How Meta’s AI Generates Music Based mostly on a Reference Melody | by Max Hilsdorf | Jun, 2023

MusicGen, analyzed

Picture by creator.

On June thirteenth, 2023, Meta (previously Fb) made waves within the music and AI communities with the discharge of their generative music mannequin, MusicGen. This mannequin not solely surpasses Google’s MusicLM, which was launched earlier this yr, when it comes to capabilities however can also be educated on licensed music knowledge and open-sourced for non-commercial use.

This implies you can not solely learn the research paper or hearken to demos but additionally copy their code from GitHub or experiment with the mannequin in an internet app on HuggingFace.

Along with producing audio from a textual content immediate, MusicGen also can generate music primarily based on a given reference melody, a function generally known as melody conditioning. On this weblog put up, I’ll show how Meta carried out this handy and interesting performance into their mannequin. However earlier than we delve into that, let’s first perceive how melody conditioning works in follow.

Base Observe

The next is a brief digital music snippet that I produced for this text. It options digital drums, two dominant 808 bass and two syncopated synths. When listening to it, attempt to establish the “important melody” of the monitor.

Utilizing MusicGen, I can now generate music in different genres that follow the identical important melody.

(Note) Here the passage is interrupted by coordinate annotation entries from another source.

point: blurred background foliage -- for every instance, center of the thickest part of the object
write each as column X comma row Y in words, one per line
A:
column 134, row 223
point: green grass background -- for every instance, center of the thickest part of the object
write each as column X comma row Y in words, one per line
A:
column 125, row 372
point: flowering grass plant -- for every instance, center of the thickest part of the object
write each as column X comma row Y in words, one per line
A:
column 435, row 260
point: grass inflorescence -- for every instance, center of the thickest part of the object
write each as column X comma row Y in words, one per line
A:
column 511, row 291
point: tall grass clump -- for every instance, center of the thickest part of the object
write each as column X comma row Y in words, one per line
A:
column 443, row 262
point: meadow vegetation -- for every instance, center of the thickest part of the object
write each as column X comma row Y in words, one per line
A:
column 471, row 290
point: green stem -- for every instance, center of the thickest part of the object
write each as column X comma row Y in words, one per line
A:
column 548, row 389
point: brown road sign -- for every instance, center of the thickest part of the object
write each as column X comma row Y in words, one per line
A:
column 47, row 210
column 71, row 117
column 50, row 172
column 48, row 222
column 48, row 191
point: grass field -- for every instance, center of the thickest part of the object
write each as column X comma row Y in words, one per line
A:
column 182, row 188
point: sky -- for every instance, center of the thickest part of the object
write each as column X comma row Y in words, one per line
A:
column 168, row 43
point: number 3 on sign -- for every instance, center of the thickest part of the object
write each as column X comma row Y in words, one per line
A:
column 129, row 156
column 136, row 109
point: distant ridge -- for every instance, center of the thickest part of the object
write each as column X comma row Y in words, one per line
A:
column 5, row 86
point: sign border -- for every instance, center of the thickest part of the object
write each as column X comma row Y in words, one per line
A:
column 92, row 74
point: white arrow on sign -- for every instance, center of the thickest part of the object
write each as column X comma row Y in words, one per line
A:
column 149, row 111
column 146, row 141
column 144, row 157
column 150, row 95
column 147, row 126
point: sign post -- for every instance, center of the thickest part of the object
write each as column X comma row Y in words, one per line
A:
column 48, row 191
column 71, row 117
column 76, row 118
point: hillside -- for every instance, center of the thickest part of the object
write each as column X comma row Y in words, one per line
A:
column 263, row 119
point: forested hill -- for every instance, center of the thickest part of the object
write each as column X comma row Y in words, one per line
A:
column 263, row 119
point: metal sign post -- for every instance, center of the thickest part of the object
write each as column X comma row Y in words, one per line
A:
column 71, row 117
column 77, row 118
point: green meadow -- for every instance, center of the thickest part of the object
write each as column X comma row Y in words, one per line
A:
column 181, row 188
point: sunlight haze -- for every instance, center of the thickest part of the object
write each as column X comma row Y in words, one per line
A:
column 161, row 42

All I would like for that’s my base monitor and a textual content immediate describing how the brand new piece ought to sound.

Orchestral Variant

A grand orchestral association with thunderous percussion, epic brass fanfares, and hovering strings, making a cinematic ambiance match for a heroic battle.

Reggae Variant

traditional reggae monitor with an digital guitar solo

Jazz Variant

easy jazz, with a saxophone solo, piano chords, and snare full drums

How Good are the Outcomes?

Though MusicGen doesn’t adhere intently to my textual content prompts and creates music that’s barely totally different from what I requested for, the generated items nonetheless precisely replicate the requested style and, extra importantly, each bit showcases its personal interpretation of the principle melody from the bottom monitor.

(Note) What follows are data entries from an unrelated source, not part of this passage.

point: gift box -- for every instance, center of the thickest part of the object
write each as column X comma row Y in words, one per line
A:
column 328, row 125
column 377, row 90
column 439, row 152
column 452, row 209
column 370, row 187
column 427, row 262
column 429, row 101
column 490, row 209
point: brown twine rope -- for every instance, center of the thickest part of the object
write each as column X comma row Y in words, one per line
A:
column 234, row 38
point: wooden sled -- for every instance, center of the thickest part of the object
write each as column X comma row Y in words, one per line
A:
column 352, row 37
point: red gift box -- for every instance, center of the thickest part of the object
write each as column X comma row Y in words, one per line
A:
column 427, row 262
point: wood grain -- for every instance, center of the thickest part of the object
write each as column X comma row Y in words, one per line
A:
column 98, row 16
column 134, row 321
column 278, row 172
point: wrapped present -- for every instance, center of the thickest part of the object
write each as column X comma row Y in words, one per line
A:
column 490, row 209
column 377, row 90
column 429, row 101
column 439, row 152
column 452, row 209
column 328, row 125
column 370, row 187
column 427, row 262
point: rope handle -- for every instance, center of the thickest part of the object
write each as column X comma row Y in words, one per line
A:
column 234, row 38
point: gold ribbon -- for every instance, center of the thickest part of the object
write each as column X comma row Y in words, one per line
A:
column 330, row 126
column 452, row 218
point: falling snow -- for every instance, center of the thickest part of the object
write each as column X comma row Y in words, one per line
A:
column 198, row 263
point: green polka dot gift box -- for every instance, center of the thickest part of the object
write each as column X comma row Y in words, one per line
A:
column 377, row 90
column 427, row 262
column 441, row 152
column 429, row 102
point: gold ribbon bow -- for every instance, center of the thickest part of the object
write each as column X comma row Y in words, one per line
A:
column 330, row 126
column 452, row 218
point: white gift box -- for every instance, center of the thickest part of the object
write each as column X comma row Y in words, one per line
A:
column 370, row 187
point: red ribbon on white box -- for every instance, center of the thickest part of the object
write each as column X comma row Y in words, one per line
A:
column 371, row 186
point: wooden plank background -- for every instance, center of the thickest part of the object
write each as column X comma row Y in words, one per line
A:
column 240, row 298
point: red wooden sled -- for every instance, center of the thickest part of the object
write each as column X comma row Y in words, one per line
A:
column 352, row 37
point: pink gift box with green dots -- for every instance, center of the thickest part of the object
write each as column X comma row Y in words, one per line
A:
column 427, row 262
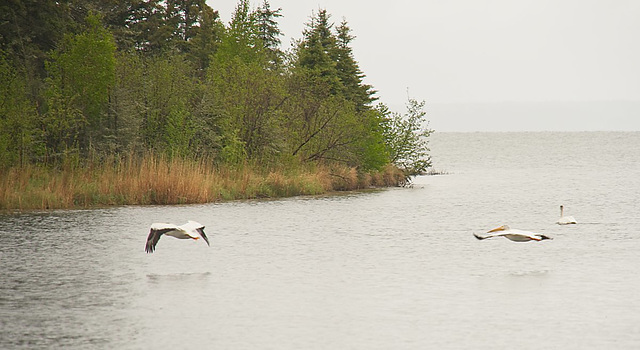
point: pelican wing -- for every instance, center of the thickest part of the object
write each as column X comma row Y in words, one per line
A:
column 491, row 235
column 156, row 231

Whereas the outcomes will not be good, I discover the capabilities of this mannequin to be fairly spectacular. The truth that MusicGen has been one of the vital standard fashions on HuggingFace ever since its launch additional emphasizes its significance. With that mentioned, let’s delve deeper into the technical features of how melody conditioning works.

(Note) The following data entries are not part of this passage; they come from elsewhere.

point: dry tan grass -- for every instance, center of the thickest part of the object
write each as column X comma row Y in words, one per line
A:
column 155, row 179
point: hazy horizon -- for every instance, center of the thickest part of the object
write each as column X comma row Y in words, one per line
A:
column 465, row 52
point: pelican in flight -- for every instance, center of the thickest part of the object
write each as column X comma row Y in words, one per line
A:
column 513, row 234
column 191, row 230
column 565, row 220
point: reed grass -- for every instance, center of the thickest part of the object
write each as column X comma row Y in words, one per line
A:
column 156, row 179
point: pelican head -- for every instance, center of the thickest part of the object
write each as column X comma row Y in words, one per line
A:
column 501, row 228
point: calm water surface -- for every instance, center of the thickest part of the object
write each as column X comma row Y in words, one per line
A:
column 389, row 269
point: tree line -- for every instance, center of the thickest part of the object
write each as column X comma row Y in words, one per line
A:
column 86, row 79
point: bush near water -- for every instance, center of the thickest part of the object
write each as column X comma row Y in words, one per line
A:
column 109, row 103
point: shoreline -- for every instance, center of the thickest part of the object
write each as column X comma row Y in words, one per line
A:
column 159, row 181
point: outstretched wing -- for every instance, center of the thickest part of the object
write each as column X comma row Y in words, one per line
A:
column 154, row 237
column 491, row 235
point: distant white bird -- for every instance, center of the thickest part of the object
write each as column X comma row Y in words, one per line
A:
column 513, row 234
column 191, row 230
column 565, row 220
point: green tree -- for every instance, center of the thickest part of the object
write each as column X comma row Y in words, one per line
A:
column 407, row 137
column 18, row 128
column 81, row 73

Three text-music pairs as they’re used for coaching fashions like MusicLM or MusicGen. Picture by creator.

Virtually all present generative music fashions comply with the identical process throughout coaching. They’re supplied with a big database of music tracks accompanied by corresponding textual content descriptions. The mannequin learns the connection between phrases and sounds, in addition to convert a given textual content immediate right into a coherent and pleasurable piece of music. In the course of the coaching course of, the mannequin optimizes its personal compositions by evaluating them to the actual music tracks within the dataset. This permits the mannequin to establish its strengths and areas that require enchancment.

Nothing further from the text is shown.